Stability profile of ferulic acid aqueous solution at 5 °C and 40 °C/75% RH. Data represent mean ± SD (n = 3). Significant difference (p < 0.05): *Fresh versus 2 weeks at 40 °C/75% RH. #2 weeks at 40 °C/75% RH versus 2 weeks at 5 °C.
Stability of nanoencapsulated ferulic acid dispersion was evaluated till one month to investigate whether nanoencapsulation of ferulic acid can improve its chemical stability (Fig. 10a). Ferulic acid was reasonably stable in nanoencapsulated ferulic acid dispersion at 5 °C and 25 °C (> 96% and ~ 94%, respectively). The result showed significant improvement of ferulic acid stability following nanoencapsulation compared to aqueous solution (~ 90% after one month vs. ~ 42% after two weeks at 40 °C/75% RH, respectively). Nanoencapsulation was able to improve stability of ferulic acid even when was stored at 50 °C (> 76% after one month).

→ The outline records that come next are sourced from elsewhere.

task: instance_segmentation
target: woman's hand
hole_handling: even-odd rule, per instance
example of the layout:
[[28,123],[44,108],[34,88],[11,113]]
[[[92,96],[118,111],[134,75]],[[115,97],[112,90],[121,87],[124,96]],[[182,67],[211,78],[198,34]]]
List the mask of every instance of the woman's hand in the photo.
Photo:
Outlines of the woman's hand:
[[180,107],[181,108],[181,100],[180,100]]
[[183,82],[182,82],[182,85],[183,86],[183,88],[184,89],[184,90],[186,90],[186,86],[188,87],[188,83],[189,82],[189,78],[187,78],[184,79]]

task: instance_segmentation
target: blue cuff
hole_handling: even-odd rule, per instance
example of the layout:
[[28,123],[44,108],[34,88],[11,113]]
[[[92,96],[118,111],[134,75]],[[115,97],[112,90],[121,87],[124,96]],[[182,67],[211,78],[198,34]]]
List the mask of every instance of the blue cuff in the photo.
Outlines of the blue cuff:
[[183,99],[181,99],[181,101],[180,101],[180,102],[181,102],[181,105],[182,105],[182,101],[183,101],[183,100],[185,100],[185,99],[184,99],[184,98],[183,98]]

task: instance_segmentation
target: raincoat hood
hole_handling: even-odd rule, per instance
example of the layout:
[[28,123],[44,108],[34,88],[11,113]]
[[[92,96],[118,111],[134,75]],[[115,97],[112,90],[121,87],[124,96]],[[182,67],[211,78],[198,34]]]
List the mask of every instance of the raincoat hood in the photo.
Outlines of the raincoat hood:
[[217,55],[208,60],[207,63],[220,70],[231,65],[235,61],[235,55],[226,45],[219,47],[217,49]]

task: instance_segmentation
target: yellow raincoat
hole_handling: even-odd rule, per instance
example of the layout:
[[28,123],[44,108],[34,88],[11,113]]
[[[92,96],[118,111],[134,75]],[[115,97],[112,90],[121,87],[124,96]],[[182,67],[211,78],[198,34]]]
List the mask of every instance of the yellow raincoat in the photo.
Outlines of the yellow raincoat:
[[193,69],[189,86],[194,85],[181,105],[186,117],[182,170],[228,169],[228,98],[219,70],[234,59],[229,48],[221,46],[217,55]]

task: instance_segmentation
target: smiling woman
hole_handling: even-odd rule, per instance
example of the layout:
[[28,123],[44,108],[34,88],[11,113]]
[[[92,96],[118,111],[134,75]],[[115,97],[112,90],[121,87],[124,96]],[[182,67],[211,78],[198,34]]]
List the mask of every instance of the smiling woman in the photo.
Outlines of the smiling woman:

Stability profile of ferulic acid in (a) nanoencapsulated ferulic acid dispersion, (b) Gel A, and (c) Gel B stored at 5 °C, 25 °C, 40 °C/75% RH, and 50 °C. Data represent mean ± SD (n = 3). Significant difference (p < 0.05): #5 °C versus 50 °C, *5 °C versus 40 °C, $25 °C versus 40 °C, ^25 °C versus 50 °C, †40 °C versus 50 °C, €Fresh versus 1 M @ 25 °C, ¥ Fresh versus 1 M @ 40 °C, ŦFresh versus 1 M @ 50 °C, α Fresh versus 3 M @ 5 °C, £Fresh versus 3 M @ 25 °C, §Fresh versus 3 M @ 40 °C, and ˅1 M @ 40 °C versus 3 M @ 40 °C.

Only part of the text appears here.